These children here have a visit from some well known person every week, and it is in the nature of things that these may be fathers, relatives, even mothers of the pupils. A visit from a celebrity is not unusual for them.
As I talk to them, the school in the blowing dust of north-west Zimbabwe is in my mind, and I look at the mildly expectant English faces in front of me and try to tell them about what I have seen in the last week. Classrooms without books, without textbooks, or an atlas, or even a map pinned to a wall. A school where the teachers beg to be sent books to tell them how to teach, they being only eighteen or nineteen themselves. I tell these English boys how everybody begs for books: "Please send us books." I am sure that anyone who has ever given a speech will know that moment when the faces you are looking at are blank. Your listeners cannot hear what you are saying, there are no images in their minds to match what you are telling them – in this case the story of a school standing in dust clouds, where water is short, and where the end of term treat is a just-killed goat cooked in a great pot.
Is it really so impossible for these privileged students to imagine such bare poverty?
I do my best. They are polite.
I’m sure that some of them will one day win prizes.

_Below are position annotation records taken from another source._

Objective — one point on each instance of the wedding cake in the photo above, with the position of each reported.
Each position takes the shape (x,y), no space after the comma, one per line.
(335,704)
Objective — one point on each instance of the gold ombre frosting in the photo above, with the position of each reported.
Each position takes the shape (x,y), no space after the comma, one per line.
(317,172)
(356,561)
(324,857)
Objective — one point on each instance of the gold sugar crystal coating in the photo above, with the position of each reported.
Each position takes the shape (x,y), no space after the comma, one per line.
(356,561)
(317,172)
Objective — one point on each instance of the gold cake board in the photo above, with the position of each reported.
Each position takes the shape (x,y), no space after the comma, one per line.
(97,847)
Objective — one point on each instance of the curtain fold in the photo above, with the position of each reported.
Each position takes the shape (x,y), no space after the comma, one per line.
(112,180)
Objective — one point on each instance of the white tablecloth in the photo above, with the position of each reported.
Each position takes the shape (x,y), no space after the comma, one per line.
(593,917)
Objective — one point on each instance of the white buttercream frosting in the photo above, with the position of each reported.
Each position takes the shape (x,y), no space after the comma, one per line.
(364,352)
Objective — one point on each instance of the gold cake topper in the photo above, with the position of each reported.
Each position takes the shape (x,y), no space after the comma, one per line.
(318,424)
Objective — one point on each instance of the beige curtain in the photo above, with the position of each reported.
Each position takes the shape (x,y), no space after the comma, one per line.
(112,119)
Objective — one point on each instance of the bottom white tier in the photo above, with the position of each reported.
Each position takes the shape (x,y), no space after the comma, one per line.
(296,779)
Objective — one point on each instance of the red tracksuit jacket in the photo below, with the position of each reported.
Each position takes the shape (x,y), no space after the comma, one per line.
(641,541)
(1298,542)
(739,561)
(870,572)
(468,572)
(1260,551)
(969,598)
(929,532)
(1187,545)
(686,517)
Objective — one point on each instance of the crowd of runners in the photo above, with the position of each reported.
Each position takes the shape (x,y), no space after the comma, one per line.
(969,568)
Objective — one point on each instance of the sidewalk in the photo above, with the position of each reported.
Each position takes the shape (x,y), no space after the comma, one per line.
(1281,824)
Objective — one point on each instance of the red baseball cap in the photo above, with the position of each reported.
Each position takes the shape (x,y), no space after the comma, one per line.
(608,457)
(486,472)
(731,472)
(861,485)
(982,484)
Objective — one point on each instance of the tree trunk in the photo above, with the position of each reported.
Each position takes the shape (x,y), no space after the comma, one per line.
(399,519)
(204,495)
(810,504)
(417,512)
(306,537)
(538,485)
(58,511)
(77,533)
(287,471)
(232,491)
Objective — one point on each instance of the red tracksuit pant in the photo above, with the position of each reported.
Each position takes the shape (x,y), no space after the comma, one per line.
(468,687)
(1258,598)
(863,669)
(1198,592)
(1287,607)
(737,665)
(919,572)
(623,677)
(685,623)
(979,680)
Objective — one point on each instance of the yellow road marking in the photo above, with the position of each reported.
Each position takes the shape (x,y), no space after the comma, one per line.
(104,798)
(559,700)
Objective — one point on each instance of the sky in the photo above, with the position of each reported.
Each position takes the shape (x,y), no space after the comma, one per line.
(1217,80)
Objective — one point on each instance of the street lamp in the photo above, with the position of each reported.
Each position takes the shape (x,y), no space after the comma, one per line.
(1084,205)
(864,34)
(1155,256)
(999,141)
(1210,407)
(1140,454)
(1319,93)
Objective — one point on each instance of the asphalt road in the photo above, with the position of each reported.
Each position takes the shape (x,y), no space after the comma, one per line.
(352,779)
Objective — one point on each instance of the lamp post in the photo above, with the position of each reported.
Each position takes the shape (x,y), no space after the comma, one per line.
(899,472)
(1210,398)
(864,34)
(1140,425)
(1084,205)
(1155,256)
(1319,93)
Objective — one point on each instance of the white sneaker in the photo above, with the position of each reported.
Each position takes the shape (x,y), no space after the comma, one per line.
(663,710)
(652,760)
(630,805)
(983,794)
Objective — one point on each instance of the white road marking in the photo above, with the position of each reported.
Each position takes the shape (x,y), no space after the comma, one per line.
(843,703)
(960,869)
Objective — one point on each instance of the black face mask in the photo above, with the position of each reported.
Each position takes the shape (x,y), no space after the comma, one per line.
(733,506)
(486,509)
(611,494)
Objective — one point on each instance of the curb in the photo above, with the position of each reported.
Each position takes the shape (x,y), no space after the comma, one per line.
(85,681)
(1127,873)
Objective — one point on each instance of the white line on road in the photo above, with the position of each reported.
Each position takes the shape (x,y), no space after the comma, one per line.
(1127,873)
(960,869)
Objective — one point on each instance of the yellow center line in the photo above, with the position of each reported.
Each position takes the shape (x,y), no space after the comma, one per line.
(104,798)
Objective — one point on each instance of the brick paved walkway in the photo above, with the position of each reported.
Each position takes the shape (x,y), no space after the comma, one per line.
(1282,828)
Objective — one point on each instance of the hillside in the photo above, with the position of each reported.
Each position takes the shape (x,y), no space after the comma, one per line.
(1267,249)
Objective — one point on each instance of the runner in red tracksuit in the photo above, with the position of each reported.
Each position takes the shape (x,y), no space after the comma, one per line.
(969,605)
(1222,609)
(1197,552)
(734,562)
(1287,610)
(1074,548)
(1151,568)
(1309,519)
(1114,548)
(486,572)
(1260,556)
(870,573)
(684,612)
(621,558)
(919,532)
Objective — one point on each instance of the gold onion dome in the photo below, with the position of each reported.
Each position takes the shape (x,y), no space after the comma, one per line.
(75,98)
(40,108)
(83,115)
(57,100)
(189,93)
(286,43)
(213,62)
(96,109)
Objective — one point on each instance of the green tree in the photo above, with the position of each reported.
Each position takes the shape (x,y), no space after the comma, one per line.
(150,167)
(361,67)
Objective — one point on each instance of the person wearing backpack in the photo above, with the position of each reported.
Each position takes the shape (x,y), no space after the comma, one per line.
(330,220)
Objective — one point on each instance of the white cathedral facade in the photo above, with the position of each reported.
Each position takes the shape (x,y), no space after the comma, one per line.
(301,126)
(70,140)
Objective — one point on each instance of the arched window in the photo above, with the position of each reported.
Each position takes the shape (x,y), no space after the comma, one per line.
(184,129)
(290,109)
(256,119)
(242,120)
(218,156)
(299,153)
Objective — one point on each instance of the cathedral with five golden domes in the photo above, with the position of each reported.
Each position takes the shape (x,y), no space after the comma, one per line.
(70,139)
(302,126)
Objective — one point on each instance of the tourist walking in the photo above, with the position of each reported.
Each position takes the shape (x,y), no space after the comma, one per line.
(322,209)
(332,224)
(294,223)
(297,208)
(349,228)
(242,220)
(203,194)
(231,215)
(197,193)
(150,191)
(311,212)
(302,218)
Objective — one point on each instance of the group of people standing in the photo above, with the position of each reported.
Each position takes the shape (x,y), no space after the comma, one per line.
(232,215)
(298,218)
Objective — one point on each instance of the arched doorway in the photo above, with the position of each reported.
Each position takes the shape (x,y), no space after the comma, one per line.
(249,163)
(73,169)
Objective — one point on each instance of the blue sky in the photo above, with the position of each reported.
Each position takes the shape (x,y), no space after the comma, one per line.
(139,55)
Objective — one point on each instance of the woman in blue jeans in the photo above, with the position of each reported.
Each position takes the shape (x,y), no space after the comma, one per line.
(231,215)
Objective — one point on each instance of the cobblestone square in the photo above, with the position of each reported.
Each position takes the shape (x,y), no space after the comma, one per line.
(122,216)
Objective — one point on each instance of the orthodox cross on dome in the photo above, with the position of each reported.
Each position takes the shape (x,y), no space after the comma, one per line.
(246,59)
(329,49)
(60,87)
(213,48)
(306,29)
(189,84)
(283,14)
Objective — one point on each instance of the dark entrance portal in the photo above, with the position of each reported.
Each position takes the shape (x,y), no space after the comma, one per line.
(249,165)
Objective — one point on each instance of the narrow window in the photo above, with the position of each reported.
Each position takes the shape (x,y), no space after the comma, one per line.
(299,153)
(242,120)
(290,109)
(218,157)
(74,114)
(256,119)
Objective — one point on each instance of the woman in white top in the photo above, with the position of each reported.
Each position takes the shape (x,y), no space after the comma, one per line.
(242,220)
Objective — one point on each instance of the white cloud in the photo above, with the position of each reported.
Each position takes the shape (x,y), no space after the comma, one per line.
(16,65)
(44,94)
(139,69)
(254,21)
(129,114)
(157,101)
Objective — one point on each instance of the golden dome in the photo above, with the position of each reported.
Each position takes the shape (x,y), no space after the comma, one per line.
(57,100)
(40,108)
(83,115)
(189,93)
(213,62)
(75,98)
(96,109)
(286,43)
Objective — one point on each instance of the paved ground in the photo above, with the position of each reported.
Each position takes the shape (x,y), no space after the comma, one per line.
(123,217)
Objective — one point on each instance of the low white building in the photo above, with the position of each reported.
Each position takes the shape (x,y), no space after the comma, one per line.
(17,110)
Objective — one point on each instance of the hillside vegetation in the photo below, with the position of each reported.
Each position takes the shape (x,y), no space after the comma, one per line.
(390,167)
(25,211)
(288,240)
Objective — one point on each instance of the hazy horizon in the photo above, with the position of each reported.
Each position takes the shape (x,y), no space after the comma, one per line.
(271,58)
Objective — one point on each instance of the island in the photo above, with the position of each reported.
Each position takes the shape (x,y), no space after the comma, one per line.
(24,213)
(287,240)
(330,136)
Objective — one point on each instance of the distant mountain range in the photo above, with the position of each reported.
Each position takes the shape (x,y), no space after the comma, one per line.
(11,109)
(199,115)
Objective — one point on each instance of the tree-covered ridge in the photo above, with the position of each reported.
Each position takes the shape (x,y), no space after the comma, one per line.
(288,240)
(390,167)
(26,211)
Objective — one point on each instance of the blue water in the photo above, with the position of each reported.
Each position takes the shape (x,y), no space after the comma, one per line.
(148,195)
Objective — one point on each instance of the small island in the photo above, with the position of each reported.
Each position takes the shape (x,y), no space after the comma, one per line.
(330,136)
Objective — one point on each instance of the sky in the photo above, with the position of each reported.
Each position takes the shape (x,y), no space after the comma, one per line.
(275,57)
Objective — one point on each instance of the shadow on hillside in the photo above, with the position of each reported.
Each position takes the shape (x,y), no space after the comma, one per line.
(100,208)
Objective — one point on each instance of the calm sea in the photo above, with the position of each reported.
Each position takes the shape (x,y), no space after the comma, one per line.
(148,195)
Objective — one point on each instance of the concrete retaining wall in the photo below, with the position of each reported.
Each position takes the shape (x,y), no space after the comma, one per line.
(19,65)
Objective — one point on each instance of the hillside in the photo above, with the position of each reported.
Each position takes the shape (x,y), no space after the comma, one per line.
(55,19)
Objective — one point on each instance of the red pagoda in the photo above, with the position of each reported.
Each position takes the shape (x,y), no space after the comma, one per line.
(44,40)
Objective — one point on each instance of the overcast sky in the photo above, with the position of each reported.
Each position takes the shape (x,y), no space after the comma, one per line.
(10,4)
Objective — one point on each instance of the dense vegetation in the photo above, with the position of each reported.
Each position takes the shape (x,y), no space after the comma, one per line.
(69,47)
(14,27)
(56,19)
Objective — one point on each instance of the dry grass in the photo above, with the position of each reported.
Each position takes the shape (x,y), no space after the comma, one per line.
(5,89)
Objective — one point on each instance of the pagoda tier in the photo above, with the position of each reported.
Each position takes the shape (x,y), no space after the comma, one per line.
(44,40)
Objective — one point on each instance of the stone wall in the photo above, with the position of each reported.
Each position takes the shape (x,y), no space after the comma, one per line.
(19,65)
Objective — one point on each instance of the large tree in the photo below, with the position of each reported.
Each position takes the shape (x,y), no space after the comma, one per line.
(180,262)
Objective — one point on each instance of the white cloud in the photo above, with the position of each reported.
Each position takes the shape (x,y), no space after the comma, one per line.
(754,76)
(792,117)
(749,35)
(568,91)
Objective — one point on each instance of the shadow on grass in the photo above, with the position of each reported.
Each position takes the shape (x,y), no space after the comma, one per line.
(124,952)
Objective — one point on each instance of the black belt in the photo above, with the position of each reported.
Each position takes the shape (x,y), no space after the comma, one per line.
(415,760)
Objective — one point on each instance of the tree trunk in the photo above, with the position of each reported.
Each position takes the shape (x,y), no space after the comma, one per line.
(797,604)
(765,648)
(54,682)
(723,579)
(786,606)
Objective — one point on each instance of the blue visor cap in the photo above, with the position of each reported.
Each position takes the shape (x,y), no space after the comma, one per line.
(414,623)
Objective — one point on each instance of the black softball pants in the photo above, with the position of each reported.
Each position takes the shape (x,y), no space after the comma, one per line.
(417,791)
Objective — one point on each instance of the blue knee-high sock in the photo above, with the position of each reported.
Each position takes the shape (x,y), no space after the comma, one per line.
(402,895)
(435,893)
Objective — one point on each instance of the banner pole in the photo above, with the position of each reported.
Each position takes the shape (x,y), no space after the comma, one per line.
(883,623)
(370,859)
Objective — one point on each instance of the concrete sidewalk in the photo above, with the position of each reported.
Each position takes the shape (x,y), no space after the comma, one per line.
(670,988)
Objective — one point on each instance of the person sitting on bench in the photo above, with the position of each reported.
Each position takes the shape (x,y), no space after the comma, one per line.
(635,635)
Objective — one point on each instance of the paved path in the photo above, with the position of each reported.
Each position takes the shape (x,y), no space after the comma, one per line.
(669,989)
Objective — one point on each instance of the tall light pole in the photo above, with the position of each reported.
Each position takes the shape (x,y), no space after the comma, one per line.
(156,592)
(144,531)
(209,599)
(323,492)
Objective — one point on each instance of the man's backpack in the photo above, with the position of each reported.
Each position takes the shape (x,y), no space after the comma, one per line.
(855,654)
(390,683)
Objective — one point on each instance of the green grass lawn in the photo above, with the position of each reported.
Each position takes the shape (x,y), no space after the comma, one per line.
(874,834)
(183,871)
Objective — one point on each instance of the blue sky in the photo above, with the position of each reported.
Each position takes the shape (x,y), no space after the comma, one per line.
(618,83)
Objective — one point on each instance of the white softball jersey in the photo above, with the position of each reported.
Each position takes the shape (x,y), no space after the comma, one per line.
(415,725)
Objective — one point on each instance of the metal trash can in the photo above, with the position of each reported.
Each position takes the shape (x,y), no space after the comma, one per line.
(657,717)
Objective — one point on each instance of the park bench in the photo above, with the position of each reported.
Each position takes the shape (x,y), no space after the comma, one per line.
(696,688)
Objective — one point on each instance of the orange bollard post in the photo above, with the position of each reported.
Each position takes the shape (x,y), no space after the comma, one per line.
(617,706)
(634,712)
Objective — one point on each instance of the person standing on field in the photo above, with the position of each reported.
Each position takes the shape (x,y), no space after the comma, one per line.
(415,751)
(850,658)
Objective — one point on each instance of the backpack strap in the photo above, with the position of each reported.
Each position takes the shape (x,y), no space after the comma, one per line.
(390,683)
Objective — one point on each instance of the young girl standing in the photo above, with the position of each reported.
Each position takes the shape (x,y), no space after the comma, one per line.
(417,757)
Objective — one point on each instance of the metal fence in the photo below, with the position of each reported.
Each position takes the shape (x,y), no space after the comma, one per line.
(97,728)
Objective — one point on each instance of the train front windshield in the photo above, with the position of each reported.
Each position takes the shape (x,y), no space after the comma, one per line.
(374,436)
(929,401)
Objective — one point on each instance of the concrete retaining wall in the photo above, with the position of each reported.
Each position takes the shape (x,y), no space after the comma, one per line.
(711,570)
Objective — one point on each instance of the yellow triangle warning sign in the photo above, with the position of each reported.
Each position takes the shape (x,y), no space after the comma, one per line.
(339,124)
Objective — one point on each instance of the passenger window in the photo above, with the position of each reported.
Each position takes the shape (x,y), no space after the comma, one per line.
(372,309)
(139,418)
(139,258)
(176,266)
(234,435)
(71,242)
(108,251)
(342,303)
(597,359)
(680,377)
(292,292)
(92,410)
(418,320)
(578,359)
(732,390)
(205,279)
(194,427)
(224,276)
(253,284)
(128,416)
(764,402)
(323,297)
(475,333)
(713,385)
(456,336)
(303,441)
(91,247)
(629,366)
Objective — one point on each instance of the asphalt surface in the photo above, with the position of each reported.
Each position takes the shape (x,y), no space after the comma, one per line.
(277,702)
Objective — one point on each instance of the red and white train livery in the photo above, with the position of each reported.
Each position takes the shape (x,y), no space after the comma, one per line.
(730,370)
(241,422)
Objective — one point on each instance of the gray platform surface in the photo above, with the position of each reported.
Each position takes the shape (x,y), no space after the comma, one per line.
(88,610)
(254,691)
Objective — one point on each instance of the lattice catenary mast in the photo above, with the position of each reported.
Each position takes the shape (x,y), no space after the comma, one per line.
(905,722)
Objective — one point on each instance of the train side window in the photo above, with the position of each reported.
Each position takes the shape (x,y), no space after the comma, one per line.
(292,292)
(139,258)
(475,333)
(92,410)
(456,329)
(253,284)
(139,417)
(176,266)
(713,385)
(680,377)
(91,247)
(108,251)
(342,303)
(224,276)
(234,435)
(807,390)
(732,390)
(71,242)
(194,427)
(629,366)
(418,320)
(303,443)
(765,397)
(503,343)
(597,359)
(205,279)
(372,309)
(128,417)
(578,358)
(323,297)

Then, the talk is over. Afterwards I ask the teachers how the library is, and if the pupils read. In this privileged school, I hear what I always hear when I go to such schools and even universities.
"You know how it is," one of the teacher’s says. "A lot of the boys have never read at all, and the library is only half used."
Yes, indeed we do know how it is. All of us.
We are in a fragmenting culture, where our certainties of even a few decades ago are questioned and where it is common for young men and women, who have had years of education, to know nothing of the world, to have read nothing, knowing only some speciality or other, for instance, computers.
What has happened to us is an amazing invention — computers and the internet and TV. It is a revolution. This is not the first revolution the human race has dealt with. The printing revolution, which did not take place in a matter of a few decades, but took much longer, transformed our minds and ways of thinking. A foolhardy lot, we accepted it all, as we always do, never asked, What is going to happen to us now, with this invention of print? In the same way, we never thought to ask, How will our lives, our way of thinking, be changed by this internet, which has seduced a whole generation with its inanities so that even quite reasonable people will confess that once they are hooked, it is hard to cut free, and they may find a whole day has passed in blogging etc.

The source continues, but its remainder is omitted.